4:45, that's when the party ended. As the sun dipped below the New Jersey tree line the earliest it had all year, I broke free from my family-shackles, went home, showered (again) in an attempt to subject my body to something pleasurable as opposed to the past 20-some-odd hours of pain, and headed over to my girlfriend's house for dinner away from my family. Though she doesn't have HD TV, her mom is head-and-shoulders above mine in terms of cooking, so although reheated pizza has its place in my heart and diet, filet of sol in a cream sauce with potatoes and broccoli followed by fresh strawberries and ice cream, all away from anyone present at that dreaded party, sounded pretty good. And it was.

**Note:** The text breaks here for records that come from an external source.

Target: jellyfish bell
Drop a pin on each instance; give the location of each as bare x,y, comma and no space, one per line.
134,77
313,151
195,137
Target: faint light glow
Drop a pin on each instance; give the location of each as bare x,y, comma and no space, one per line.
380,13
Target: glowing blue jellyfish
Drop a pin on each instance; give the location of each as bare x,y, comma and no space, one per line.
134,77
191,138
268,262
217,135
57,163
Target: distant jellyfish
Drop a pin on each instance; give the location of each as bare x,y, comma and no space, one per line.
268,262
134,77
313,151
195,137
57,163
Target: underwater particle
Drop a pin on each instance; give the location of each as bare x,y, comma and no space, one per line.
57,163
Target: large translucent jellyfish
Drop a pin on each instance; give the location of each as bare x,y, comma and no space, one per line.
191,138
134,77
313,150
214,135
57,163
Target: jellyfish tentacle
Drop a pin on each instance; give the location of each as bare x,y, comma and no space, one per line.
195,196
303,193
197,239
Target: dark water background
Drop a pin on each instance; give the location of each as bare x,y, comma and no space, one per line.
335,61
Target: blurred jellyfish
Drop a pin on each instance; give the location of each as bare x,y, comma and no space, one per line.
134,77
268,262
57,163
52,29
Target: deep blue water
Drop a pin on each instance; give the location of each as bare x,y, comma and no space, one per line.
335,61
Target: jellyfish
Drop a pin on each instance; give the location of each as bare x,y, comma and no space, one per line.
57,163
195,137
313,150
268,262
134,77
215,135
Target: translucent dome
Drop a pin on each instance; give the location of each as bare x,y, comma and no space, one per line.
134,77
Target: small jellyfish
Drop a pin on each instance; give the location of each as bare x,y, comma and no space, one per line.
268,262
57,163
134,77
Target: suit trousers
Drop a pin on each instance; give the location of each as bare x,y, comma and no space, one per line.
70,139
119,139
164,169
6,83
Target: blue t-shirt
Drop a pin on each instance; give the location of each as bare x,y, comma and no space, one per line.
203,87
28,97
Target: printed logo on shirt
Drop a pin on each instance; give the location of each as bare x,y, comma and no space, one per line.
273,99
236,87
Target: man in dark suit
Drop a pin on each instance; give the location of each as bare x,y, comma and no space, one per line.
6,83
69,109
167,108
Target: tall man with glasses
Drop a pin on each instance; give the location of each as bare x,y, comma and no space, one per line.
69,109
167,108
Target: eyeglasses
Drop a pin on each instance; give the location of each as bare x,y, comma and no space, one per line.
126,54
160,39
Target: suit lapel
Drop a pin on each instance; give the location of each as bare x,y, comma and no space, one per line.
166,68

By the time 8:20 rolled around, Favre had defeated his old team again, my fantasy team had fallen behind by 54 points (thanks again Slaton), and I had a full, warm stomach, happily awaiting the first pitch of game 4. I'm certainly not a Yankees fan, but as any good politician knows, the best way to unite people is to create a common enemy, so bound by my pure hatred for the Philadelphia Phillies, I watched with pleasure as the other New York team took care of business. One more win and the city of Philadelphia can forget about its hopes of dynasty. That’s a win for the Mets no matter how bad our season was.

11:30 felt like 3 a.m. as I closed my eyes on the first day of November. Another October had come and gone, another Halloween success was over. The days are shorter now for another few months, and although that can be a tough pill to swallow, the longer nights always seem to offer a feeling of mischievous fun. I look forward to the end of fall, the last few falling yellow leaves, Thanksgiving and the NFL playoffs. I put my head down, defeated by time once again but assured in the fact that it keeps on ticking.

Somehow my alarm this morning didn’t seem to feel any later. 6:55 is still simply too early.